Bill Doyle is going down market.
After fending off accusations that that his company wasn’t Canadian enough, the chief executive officer of Potash Corp. of Saskatchewan Inc. has become a property owner in the province again – part of the company’s so-called “Pledge to Saskatchewan,” made during its defence against BHP Billiton Ltd.’s hostile takeover bid. But this time, there is no mansion along the South Saskatchewan River for Mr. Doyle, who is one of Canada’s wealthiest CEOs.
Instead, he has opted for a 1,000-square-foot condo in a 27-year-old building in Saskatoon, which he bought days after BHP’s $38.6-billion deal was turned away by the federal government. The estimated value of the property: $308,000, according to the city’s land titles registry.
The transaction allowed the Chicago native to stand before the Saskatoon’s chamber of commerce last week and proclaim himself a citizen of the city, as he reiterated a series of promises to the provincial government that included the relocation of several senior executives from Chicago to Saskatoon before the end of March.
The pledge was made in October as the company waged a public relations battle with Australia-based BHP, and included a promise to hire more workers in the city as well as continue donating to local causes. It helped secure an ally in Premier Brad Wall, who became the harshest critic of the takeover.

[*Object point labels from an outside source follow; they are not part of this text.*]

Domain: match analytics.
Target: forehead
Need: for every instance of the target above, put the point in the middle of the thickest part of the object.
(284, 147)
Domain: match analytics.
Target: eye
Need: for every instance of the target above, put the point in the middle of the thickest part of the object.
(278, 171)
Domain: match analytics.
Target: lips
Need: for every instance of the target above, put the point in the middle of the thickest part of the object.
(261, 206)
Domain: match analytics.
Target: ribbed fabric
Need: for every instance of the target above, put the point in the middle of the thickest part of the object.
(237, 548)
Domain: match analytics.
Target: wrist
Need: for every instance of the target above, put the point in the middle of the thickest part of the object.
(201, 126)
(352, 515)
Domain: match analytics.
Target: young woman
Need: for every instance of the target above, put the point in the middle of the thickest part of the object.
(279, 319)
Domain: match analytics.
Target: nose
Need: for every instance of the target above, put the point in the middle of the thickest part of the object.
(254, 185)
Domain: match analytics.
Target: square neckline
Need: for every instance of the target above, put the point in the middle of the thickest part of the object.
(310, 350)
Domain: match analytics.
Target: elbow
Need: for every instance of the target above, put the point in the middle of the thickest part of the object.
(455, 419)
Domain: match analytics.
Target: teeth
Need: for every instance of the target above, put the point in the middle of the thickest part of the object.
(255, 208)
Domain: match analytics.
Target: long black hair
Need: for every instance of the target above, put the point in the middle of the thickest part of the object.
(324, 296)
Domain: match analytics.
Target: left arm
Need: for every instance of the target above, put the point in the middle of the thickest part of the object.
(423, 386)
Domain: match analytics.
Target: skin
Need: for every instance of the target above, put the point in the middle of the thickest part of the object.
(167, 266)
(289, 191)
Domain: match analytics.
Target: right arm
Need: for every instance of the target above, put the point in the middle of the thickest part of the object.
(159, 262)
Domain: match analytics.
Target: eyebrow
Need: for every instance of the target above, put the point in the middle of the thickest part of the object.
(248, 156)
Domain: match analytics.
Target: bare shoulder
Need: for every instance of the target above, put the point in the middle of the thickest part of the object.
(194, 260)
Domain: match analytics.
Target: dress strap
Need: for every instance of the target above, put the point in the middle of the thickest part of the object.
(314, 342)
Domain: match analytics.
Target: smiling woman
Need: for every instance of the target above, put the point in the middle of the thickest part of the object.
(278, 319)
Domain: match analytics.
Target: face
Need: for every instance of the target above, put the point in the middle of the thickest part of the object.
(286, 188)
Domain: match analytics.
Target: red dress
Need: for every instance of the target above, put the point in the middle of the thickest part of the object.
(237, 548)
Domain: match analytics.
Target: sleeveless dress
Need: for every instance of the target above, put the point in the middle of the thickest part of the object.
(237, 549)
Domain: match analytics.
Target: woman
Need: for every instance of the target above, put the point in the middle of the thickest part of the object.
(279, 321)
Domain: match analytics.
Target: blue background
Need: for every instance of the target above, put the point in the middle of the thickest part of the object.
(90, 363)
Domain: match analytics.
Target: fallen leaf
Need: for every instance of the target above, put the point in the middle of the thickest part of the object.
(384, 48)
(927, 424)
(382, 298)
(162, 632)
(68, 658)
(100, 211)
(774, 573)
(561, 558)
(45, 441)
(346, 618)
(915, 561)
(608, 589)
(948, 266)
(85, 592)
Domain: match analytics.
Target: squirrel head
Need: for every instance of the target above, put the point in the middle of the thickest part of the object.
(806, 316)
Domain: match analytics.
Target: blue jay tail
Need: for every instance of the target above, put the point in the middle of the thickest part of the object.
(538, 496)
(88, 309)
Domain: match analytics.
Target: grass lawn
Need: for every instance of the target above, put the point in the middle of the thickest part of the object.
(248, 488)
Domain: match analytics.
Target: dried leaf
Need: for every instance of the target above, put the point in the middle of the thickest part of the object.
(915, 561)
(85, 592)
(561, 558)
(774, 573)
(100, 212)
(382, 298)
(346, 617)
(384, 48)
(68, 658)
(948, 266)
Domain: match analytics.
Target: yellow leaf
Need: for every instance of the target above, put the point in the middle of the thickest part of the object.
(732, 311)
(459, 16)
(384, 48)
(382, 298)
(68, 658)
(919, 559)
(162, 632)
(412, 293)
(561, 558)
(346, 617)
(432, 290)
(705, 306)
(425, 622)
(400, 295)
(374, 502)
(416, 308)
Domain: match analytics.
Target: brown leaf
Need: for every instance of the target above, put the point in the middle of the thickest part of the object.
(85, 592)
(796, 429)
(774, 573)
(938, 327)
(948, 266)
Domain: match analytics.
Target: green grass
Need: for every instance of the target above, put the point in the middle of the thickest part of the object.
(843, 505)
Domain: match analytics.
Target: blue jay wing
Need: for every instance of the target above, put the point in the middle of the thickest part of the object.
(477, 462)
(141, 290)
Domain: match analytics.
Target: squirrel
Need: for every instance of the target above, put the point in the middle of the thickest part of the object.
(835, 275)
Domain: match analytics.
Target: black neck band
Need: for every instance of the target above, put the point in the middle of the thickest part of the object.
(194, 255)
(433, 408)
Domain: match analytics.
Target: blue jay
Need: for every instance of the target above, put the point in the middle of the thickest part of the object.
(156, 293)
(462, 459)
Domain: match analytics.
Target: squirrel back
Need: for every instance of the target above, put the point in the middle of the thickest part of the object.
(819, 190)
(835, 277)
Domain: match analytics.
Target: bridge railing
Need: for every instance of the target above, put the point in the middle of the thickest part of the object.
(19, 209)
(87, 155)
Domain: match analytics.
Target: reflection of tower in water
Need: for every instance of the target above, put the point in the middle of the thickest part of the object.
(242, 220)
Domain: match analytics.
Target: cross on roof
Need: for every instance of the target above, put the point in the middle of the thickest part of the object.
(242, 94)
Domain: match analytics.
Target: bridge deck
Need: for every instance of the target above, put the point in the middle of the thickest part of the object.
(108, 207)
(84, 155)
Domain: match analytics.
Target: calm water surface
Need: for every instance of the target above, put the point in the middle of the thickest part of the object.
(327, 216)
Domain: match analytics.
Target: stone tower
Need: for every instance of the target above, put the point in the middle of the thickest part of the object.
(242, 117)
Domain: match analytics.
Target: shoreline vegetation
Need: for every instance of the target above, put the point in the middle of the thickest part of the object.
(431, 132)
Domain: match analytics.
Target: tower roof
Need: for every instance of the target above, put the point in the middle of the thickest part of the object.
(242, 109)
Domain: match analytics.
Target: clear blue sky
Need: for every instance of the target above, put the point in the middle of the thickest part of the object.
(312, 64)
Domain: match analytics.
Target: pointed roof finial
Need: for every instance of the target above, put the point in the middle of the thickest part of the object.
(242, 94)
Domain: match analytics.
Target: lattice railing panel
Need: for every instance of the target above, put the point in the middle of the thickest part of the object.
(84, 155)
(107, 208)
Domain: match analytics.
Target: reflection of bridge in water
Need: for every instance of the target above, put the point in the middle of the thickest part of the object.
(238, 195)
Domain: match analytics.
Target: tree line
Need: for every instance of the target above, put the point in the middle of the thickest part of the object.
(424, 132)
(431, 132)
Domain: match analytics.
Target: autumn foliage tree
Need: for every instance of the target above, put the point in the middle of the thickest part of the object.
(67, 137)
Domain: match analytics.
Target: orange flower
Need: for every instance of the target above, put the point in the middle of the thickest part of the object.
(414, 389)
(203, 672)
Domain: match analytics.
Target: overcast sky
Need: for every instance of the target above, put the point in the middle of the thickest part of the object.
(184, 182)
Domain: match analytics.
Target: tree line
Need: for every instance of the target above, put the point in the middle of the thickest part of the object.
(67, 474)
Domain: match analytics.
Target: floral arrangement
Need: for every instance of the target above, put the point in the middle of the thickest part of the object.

While the city’s tax registry states that Potash Corp. is responsible for the property taxes, senior director of corporate and government relations Tom Pasztor said the money is coming out of Mr. Doyle’s pockets.
Mr. Doyle earned $9.6-million in 2009, including stock and options, according to Potash’s most recent annual report.
“Because he travels 200 days a year, he pays in advance, and he does that by paying the money to his secretary,” Mr. Pasztor said. “Whether it’s taxes, phone or cleaning he doesn’t want to come back to the condo and find himself in arrears. It just works out best to stay on top of his bill payments this way.”
Mr. Doyle first needed a place to live in Saskatoon in 1999. He had just been appointed CEO of Potash Corp. of Saskatchewan, and agreed with the company’s board when it suggested he could better do the job if he moved from Chicago. He built a 6,000-square-foot mansion on the banks of the South Saskatchewan.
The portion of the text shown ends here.